3. Dugaan Media Titipan Diskominfo diduga cuma akomodasi media tertentu, media lain diabaikan.

 

Anggaran kerja sama media 2025 gak dibuka : siapa dapat, berapa, mekanismenya apa UU KIP Pasal 9 : Info anggaran wajib dibuka berkala tanpa diminta.

 

Dari pengamatan saya, kenapa Diskominfo Depok kaya gitu.

 

A. Melintasi Birokrasi Tertutup

Diskominfo itu ” Corong Pemkot ” Harusnyapaling paham UU KIP & Pers. Tapi realita anggaran kerja sama media 2025 aja ditutupin.

Artinya ada confkict of interest mereka atur duit media, jadi takut ketahuan kalau pilih kasih.

 

B. Dugaan Korupsi Jadi Alasan Bungkam, Kasus internet publik Rp 60 M yang dilaporin ke KPK. Itu krusial, kalau wartawan liput + tanya data, bisa kebongkar, menghalangi wartawan.ngamanin diri ini modus klasik.

 

C. Salah Kaprah Soal Surat Tugas

Banyak pejabat mikir, ” kalau ga ada MoU / kerja sama, wartawan ga wajib dilayani” .SALAH TOTAL” . UU Pers 40/1999 Pasal 4 ayat 3: Pers punya hak mencari & memperoleh informasi.

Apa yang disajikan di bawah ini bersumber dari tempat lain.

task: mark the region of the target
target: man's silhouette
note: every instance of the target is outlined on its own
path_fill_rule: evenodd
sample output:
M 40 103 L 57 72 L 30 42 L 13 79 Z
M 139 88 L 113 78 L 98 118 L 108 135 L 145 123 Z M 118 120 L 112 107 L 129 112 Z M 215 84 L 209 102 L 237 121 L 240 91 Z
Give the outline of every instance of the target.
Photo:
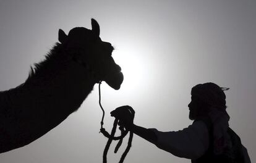
M 134 111 L 128 106 L 111 112 L 124 126 L 159 148 L 195 162 L 250 162 L 240 138 L 229 127 L 224 90 L 213 83 L 199 84 L 191 91 L 187 128 L 177 132 L 147 129 L 133 123 Z

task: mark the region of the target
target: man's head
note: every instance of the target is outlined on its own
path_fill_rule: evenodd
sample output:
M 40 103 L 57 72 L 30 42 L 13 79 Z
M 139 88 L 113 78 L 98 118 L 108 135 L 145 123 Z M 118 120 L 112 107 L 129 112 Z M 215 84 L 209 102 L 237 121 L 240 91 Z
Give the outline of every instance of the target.
M 206 115 L 211 108 L 226 110 L 226 95 L 223 90 L 213 83 L 198 84 L 191 90 L 191 102 L 189 104 L 189 119 L 197 119 Z

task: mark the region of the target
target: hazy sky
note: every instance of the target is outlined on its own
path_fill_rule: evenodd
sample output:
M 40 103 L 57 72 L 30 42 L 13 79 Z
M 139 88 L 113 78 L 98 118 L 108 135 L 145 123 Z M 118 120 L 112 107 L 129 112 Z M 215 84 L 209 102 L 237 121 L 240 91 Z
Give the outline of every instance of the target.
M 192 123 L 192 87 L 215 82 L 226 92 L 230 126 L 256 161 L 256 1 L 0 0 L 0 90 L 24 82 L 30 65 L 58 41 L 59 28 L 101 27 L 116 48 L 124 81 L 119 91 L 102 85 L 105 126 L 109 112 L 130 105 L 134 122 L 161 131 Z M 78 111 L 31 144 L 0 155 L 2 163 L 101 162 L 107 139 L 99 134 L 98 85 Z M 109 162 L 118 162 L 113 146 Z M 125 162 L 190 162 L 135 136 Z

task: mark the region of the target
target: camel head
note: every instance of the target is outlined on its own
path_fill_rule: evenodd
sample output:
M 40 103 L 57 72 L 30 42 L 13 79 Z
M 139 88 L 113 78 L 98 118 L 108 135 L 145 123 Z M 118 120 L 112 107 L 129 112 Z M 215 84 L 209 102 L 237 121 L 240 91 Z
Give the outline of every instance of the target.
M 67 35 L 59 30 L 59 41 L 75 61 L 90 69 L 97 82 L 105 81 L 115 90 L 120 88 L 124 80 L 121 69 L 111 56 L 111 44 L 100 38 L 100 25 L 95 20 L 92 19 L 92 30 L 76 27 Z

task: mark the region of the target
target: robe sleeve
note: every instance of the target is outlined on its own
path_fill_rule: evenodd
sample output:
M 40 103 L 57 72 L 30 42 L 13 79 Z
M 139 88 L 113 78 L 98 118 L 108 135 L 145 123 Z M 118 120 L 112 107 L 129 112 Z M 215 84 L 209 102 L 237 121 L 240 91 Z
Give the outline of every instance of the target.
M 157 136 L 155 145 L 173 155 L 189 159 L 201 157 L 208 149 L 209 135 L 207 125 L 198 120 L 182 130 L 160 132 L 150 128 Z

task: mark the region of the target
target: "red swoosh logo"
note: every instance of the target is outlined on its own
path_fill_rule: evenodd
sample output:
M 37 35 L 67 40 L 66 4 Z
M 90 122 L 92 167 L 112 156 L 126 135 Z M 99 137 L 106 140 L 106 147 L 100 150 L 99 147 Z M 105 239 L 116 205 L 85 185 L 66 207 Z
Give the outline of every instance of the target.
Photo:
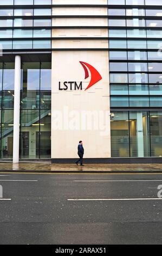
M 98 70 L 96 70 L 95 68 L 94 68 L 94 66 L 92 66 L 88 63 L 86 63 L 86 62 L 80 62 L 80 63 L 82 65 L 85 71 L 85 79 L 89 77 L 89 73 L 87 68 L 88 68 L 91 74 L 91 80 L 89 82 L 89 84 L 88 84 L 86 89 L 85 89 L 85 90 L 87 90 L 87 89 L 91 87 L 91 86 L 93 86 L 96 83 L 101 80 L 102 79 L 102 77 L 100 73 L 98 71 Z

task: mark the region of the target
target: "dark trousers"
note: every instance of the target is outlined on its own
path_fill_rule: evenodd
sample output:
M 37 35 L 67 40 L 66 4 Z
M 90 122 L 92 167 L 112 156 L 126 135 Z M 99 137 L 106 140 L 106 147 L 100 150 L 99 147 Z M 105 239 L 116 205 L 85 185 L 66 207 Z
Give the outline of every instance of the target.
M 77 160 L 76 162 L 76 163 L 78 163 L 79 162 L 80 162 L 80 165 L 82 166 L 82 164 L 83 164 L 83 155 L 81 155 L 81 154 L 78 154 L 78 155 L 79 155 L 80 159 L 79 159 L 79 160 Z

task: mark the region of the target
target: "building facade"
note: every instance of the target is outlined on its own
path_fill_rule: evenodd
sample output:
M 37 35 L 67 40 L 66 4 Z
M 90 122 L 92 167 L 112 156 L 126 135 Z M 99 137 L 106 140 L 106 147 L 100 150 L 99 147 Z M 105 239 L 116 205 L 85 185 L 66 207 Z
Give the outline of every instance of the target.
M 160 0 L 0 1 L 1 159 L 161 162 L 161 38 Z

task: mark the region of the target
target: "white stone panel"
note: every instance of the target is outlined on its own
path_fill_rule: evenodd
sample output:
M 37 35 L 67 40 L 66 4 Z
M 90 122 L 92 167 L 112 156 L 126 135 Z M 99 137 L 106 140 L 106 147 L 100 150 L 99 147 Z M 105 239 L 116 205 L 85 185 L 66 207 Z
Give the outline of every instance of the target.
M 53 29 L 53 37 L 107 37 L 108 29 L 101 28 L 56 28 Z
M 108 40 L 53 40 L 53 48 L 108 48 Z
M 85 71 L 80 61 L 87 62 L 94 66 L 102 79 L 87 90 L 59 90 L 59 82 L 76 81 L 79 83 L 82 81 L 83 88 L 87 86 L 90 79 L 90 73 L 89 70 L 90 76 L 85 80 Z M 51 158 L 77 157 L 77 147 L 79 140 L 83 142 L 85 157 L 109 157 L 108 52 L 102 51 L 53 52 L 51 94 Z M 73 112 L 74 111 L 75 112 Z M 99 120 L 101 121 L 96 126 L 94 125 L 94 120 L 96 120 L 95 118 L 88 118 L 85 123 L 82 121 L 83 113 L 88 115 L 88 113 L 92 114 L 94 111 L 98 114 Z M 60 117 L 57 119 L 57 122 L 56 125 L 57 114 Z M 76 117 L 77 118 L 76 119 Z M 77 126 L 74 124 L 76 123 Z M 84 126 L 85 124 L 86 126 Z M 83 125 L 85 129 L 83 129 Z
M 107 8 L 103 7 L 55 7 L 53 15 L 107 15 Z
M 107 26 L 106 18 L 53 18 L 53 26 Z
M 107 4 L 107 0 L 53 0 L 53 4 Z

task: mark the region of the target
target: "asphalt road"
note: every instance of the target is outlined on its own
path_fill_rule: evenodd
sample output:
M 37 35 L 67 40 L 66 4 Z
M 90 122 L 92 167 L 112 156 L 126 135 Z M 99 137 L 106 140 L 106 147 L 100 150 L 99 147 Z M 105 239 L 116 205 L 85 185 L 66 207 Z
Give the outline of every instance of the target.
M 159 174 L 0 173 L 0 244 L 161 244 L 160 185 Z

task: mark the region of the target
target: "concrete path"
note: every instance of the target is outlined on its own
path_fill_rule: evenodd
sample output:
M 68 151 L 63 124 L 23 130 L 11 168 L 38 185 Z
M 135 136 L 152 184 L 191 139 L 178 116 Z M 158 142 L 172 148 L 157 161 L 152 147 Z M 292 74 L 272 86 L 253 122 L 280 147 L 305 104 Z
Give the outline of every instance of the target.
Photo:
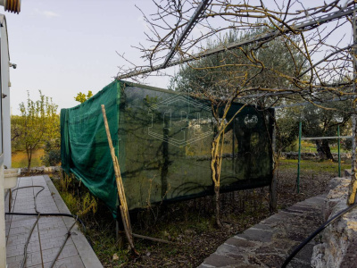
M 47 175 L 20 178 L 18 187 L 44 186 L 37 197 L 40 213 L 71 214 Z M 35 213 L 34 196 L 40 188 L 27 188 L 13 192 L 12 212 Z M 5 202 L 9 211 L 9 195 Z M 24 257 L 24 245 L 37 216 L 6 216 L 6 255 L 8 267 L 20 267 Z M 27 250 L 25 267 L 49 267 L 65 239 L 74 219 L 69 217 L 40 217 Z M 103 267 L 77 224 L 71 230 L 54 267 Z
M 280 210 L 228 239 L 199 267 L 281 267 L 288 254 L 322 223 L 325 197 L 311 197 Z M 319 236 L 299 252 L 289 267 L 311 267 L 316 239 Z

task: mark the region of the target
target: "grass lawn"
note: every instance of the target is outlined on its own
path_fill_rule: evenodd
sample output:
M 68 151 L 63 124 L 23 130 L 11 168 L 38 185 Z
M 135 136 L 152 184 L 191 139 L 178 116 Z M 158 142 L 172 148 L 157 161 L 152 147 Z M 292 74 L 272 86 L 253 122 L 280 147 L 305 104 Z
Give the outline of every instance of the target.
M 341 161 L 341 175 L 344 176 L 344 171 L 351 169 L 351 160 L 349 162 Z M 295 171 L 297 174 L 297 160 L 296 159 L 280 159 L 279 170 L 291 170 L 294 172 Z M 331 176 L 338 175 L 338 163 L 332 162 L 329 160 L 320 161 L 320 160 L 301 160 L 300 161 L 300 172 L 301 174 L 305 173 L 320 173 L 328 172 Z
M 348 168 L 351 163 L 343 163 L 342 175 Z M 302 161 L 300 193 L 296 193 L 296 172 L 297 160 L 280 160 L 278 174 L 279 209 L 324 193 L 330 179 L 337 176 L 338 163 Z M 175 244 L 135 239 L 135 246 L 141 256 L 133 257 L 127 245 L 121 248 L 119 246 L 115 221 L 105 205 L 99 200 L 94 202 L 88 190 L 77 180 L 67 177 L 67 183 L 64 183 L 66 180 L 60 179 L 60 175 L 52 175 L 54 183 L 71 212 L 79 214 L 87 225 L 85 234 L 105 268 L 197 267 L 226 239 L 270 215 L 269 188 L 221 194 L 220 217 L 224 223 L 221 229 L 214 225 L 212 197 L 148 206 L 130 213 L 133 232 Z M 95 205 L 91 206 L 95 203 Z M 88 210 L 89 207 L 93 209 Z
M 32 154 L 31 166 L 42 166 L 41 156 L 45 155 L 43 148 L 36 150 Z M 12 154 L 12 168 L 23 168 L 28 166 L 28 155 L 26 152 L 17 151 Z

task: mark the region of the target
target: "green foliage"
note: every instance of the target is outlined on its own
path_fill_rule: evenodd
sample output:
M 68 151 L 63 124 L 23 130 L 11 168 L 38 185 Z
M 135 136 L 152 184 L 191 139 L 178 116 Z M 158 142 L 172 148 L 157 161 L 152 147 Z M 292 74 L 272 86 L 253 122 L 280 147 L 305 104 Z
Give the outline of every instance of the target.
M 40 90 L 39 95 L 39 99 L 33 101 L 28 92 L 26 105 L 20 104 L 21 114 L 12 117 L 13 147 L 26 151 L 29 172 L 33 152 L 46 142 L 54 143 L 60 137 L 58 106 Z
M 328 94 L 324 98 L 328 98 Z M 303 123 L 303 137 L 337 136 L 337 126 L 340 126 L 341 135 L 350 135 L 351 101 L 326 102 L 323 105 L 306 105 L 285 108 L 277 113 L 278 129 L 278 147 L 286 150 L 287 147 L 296 142 L 298 138 L 299 121 Z M 328 139 L 315 140 L 317 151 L 321 158 L 330 158 L 329 141 Z M 347 148 L 349 142 L 343 143 Z
M 95 214 L 97 199 L 90 194 L 88 189 L 82 186 L 81 181 L 76 180 L 73 174 L 60 173 L 59 188 L 61 197 L 63 198 L 70 211 L 79 216 Z
M 54 142 L 46 141 L 45 155 L 41 157 L 42 163 L 46 166 L 54 166 L 61 163 L 61 140 L 55 138 Z
M 253 29 L 238 35 L 230 31 L 218 41 L 207 44 L 207 49 L 228 45 L 259 36 L 266 29 Z M 292 41 L 298 41 L 297 37 Z M 244 88 L 288 88 L 286 77 L 294 76 L 303 68 L 303 55 L 284 38 L 267 44 L 246 46 L 205 57 L 184 65 L 170 80 L 171 89 L 216 97 L 227 97 Z
M 83 104 L 85 101 L 87 101 L 92 96 L 93 96 L 92 91 L 88 90 L 88 93 L 87 95 L 85 93 L 79 92 L 79 94 L 77 94 L 77 96 L 74 97 L 74 99 L 77 102 Z

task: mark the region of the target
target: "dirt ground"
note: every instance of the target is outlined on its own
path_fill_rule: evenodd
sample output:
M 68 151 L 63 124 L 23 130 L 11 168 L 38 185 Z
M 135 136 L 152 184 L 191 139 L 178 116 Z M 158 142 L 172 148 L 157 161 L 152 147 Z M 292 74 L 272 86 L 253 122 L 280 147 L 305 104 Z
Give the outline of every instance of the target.
M 337 175 L 336 163 L 303 162 L 297 194 L 296 166 L 294 160 L 280 163 L 278 209 L 322 194 L 329 180 Z M 343 169 L 347 167 L 345 164 Z M 196 267 L 226 239 L 270 214 L 269 188 L 222 194 L 220 229 L 214 224 L 212 204 L 212 197 L 206 197 L 132 213 L 134 233 L 173 242 L 135 239 L 140 256 L 119 249 L 112 217 L 100 204 L 95 214 L 84 218 L 87 237 L 104 267 Z

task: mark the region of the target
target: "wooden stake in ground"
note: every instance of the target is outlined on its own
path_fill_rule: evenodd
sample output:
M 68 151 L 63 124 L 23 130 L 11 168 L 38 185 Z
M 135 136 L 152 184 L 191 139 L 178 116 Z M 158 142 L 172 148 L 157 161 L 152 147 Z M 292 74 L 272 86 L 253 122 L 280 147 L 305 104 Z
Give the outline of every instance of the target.
M 131 232 L 130 219 L 129 216 L 127 198 L 125 197 L 124 186 L 120 175 L 120 168 L 119 166 L 118 158 L 115 155 L 115 149 L 112 146 L 111 132 L 108 125 L 108 120 L 106 118 L 106 113 L 105 113 L 105 106 L 104 105 L 102 105 L 102 113 L 103 113 L 103 118 L 104 120 L 105 131 L 106 131 L 106 136 L 108 138 L 108 143 L 109 143 L 109 148 L 111 150 L 112 164 L 114 166 L 115 180 L 117 182 L 118 195 L 119 195 L 119 199 L 120 201 L 120 209 L 121 220 L 123 222 L 125 234 L 127 236 L 131 250 L 134 253 L 136 253 L 136 250 L 134 248 L 132 232 Z

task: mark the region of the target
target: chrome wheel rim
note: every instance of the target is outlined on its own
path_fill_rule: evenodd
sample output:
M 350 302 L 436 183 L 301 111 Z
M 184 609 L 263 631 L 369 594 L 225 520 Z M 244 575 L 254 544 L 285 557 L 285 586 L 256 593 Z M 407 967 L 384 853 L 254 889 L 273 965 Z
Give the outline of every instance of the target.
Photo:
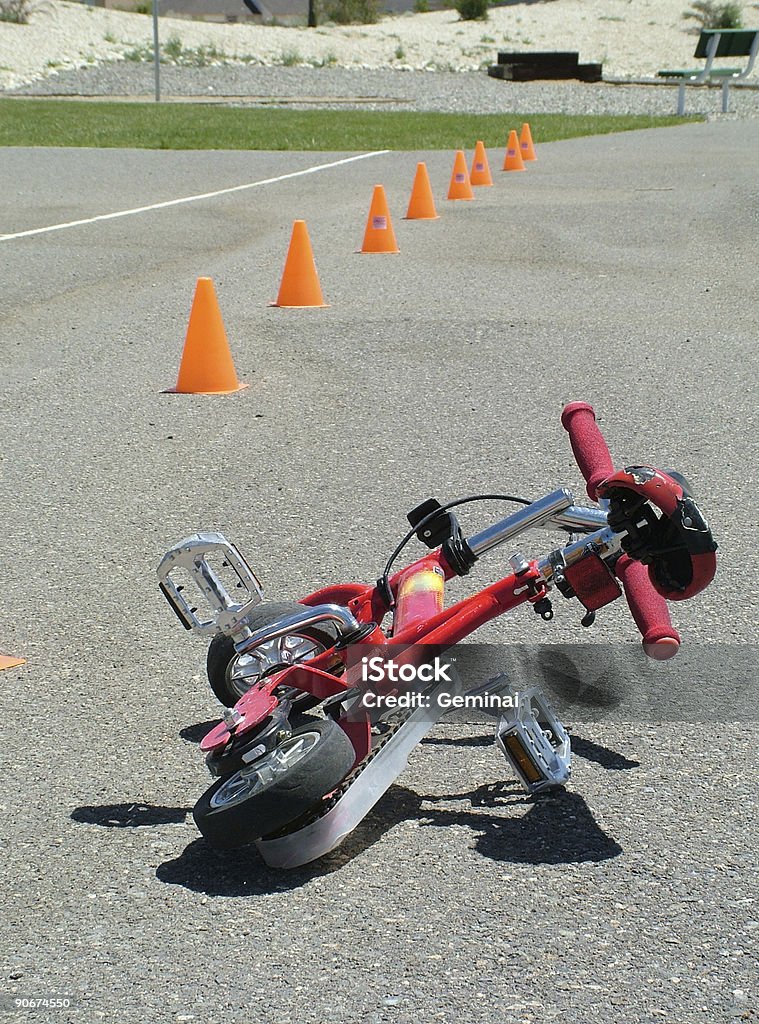
M 311 637 L 294 634 L 278 637 L 233 657 L 226 667 L 226 681 L 233 692 L 242 697 L 265 676 L 321 654 L 326 649 L 324 644 Z
M 321 737 L 315 731 L 300 732 L 276 746 L 248 768 L 242 768 L 224 779 L 211 797 L 211 808 L 220 810 L 234 807 L 260 793 L 271 782 L 289 772 L 309 751 L 313 750 Z

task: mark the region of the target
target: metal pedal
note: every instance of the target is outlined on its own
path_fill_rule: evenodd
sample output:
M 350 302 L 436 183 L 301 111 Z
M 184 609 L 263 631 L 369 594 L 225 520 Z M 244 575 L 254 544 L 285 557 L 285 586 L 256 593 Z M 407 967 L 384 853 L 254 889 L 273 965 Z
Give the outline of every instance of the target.
M 216 567 L 209 556 L 215 556 Z M 230 586 L 242 591 L 239 596 L 231 597 L 219 569 L 227 570 Z M 184 629 L 206 636 L 221 631 L 242 638 L 246 616 L 263 598 L 255 572 L 222 534 L 194 534 L 175 544 L 161 559 L 158 580 Z M 189 597 L 188 583 L 195 584 Z
M 572 771 L 566 730 L 537 686 L 511 692 L 513 707 L 499 719 L 496 744 L 529 794 L 563 785 Z

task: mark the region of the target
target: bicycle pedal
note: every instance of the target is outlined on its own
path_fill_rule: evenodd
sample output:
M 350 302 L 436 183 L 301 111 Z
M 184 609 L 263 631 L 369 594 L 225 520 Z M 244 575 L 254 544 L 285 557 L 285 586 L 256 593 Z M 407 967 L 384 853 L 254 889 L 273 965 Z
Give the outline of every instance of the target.
M 255 572 L 222 534 L 193 534 L 175 544 L 161 559 L 158 581 L 184 629 L 202 635 L 244 635 L 246 616 L 263 598 Z M 227 587 L 242 593 L 233 597 Z
M 496 744 L 529 794 L 563 785 L 572 771 L 566 730 L 538 687 L 511 694 L 513 707 L 499 719 Z

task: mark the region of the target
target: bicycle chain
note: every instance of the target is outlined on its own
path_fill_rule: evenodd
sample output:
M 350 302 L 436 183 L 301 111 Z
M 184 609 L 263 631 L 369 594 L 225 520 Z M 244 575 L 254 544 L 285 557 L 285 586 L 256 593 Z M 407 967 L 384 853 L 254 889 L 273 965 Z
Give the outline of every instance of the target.
M 335 806 L 335 804 L 339 800 L 341 800 L 342 797 L 345 796 L 345 794 L 348 792 L 350 786 L 361 775 L 364 769 L 369 767 L 369 765 L 372 763 L 372 761 L 374 761 L 374 759 L 377 757 L 382 748 L 386 746 L 387 743 L 389 743 L 389 741 L 392 739 L 392 737 L 395 735 L 398 729 L 400 729 L 402 726 L 406 725 L 406 723 L 411 718 L 412 714 L 413 711 L 411 710 L 405 713 L 399 713 L 397 715 L 397 721 L 391 724 L 388 730 L 382 734 L 379 741 L 376 743 L 376 745 L 372 746 L 372 750 L 367 754 L 367 756 L 363 758 L 363 760 L 361 760 L 357 765 L 351 768 L 351 770 L 348 772 L 348 774 L 345 776 L 345 778 L 337 786 L 336 790 L 333 790 L 332 793 L 330 793 L 328 796 L 323 797 L 319 804 L 317 804 L 314 807 L 311 807 L 309 810 L 305 812 L 305 814 L 301 815 L 299 818 L 296 818 L 295 821 L 289 821 L 284 828 L 281 828 L 279 831 L 271 833 L 269 836 L 264 836 L 262 838 L 264 840 L 270 840 L 270 839 L 280 839 L 284 836 L 291 836 L 293 833 L 300 831 L 300 829 L 305 828 L 306 825 L 313 824 L 314 821 L 319 821 L 320 818 L 323 818 L 325 814 L 327 814 L 328 811 L 331 811 L 332 808 Z

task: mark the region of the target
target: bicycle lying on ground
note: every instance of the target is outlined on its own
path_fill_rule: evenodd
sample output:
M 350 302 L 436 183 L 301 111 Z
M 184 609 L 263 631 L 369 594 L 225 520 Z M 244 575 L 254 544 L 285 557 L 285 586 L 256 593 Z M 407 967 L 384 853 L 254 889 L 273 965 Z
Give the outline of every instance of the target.
M 647 466 L 615 471 L 590 406 L 573 402 L 561 421 L 598 508 L 575 505 L 565 488 L 537 501 L 429 499 L 409 513 L 411 529 L 374 585 L 342 583 L 297 603 L 262 603 L 255 574 L 220 534 L 197 534 L 166 553 L 161 590 L 185 629 L 213 637 L 208 676 L 226 706 L 201 742 L 216 781 L 194 816 L 209 843 L 256 843 L 264 860 L 281 867 L 334 849 L 404 770 L 435 721 L 430 707 L 445 706 L 450 678 L 420 667 L 521 604 L 550 620 L 552 590 L 580 601 L 586 626 L 624 593 L 646 654 L 677 653 L 666 600 L 690 598 L 713 579 L 717 546 L 709 526 L 679 474 Z M 522 507 L 465 538 L 452 509 L 493 499 Z M 448 581 L 545 526 L 578 539 L 535 559 L 512 550 L 507 575 L 445 607 Z M 414 537 L 430 553 L 391 573 Z M 367 681 L 368 664 L 377 669 L 376 686 Z M 398 712 L 404 687 L 396 683 L 406 675 L 422 687 Z M 491 690 L 499 693 L 496 742 L 526 792 L 563 784 L 571 743 L 548 700 L 535 687 L 509 683 Z M 392 713 L 378 714 L 378 706 Z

Surat Tugas itu legitimasi resmi dari redaksi.

 

Diskominfo wajib layani, tidak peduli ada kontrak atau tidak, kalau nolak ya pidana.

 

Analisis Hukum:

Diskominfo Depok Langgar Apa Aja ?

 

1. UU Pers /40/1999 Pasal 18 ayat 1, Setiap orang yang menghalangi wartawan= pidana 2 tahun / denda 500 juta.” Menghalangi” termasuk : gak jawab, ga kasih akses, dipersulit.

 

2. UU KIP 14 /2018 Pasal 52 : Badan publik sengaja ga sediakan info pidana 1tahun / denda 5 juta.

 

3. Kode Etik Jurnalistik : Kalau mereka boikot media tertentu, itu bentuk diskriminasi pers.

 

Bottom line : Kalau Surat Tugas resmi dari redaksi terverifikasi Dewan Pers, terus dicuekin tanpa alasan jelas, Diskominfo udah masuk ranah pidana.

 

Catatan penting lainya :

Untuk dipersiapkan langkah – langkah selanjutnya:

 

1. Somasi Terbuka 3x 24 jam.

2. Adukan ke Dewan Pers.

3. Laporan PPID + Sengketa KIP

4. Lapor Polisi.

 

Sebelumnya pada Rabu (11/02/26) Pimpinan redaksi dari salah satu media online konfirmasi ke Kepala Bidang Diskominfo Kota Depok Ade Hukmawan dengan mengatakan, waalaikumsalam, surat dari pak kadis sudah dispo, tinggal kami telah, kami masih menunggu arahan kepala dinas”, ujarnya saat itu melalui pesan WhatsApp.

 

Sampai berita ini diterbitkan upaya untuk mendapatkan jawaban mengenai surat tugas Liputan dan surat kerjasama publikasi yang sudah diserahkan sejak bulan Februari 2026, masih berupaya kami dapatkan dari instansi terkait meskipun sudah beberapa kali dikonfirmasi kembali.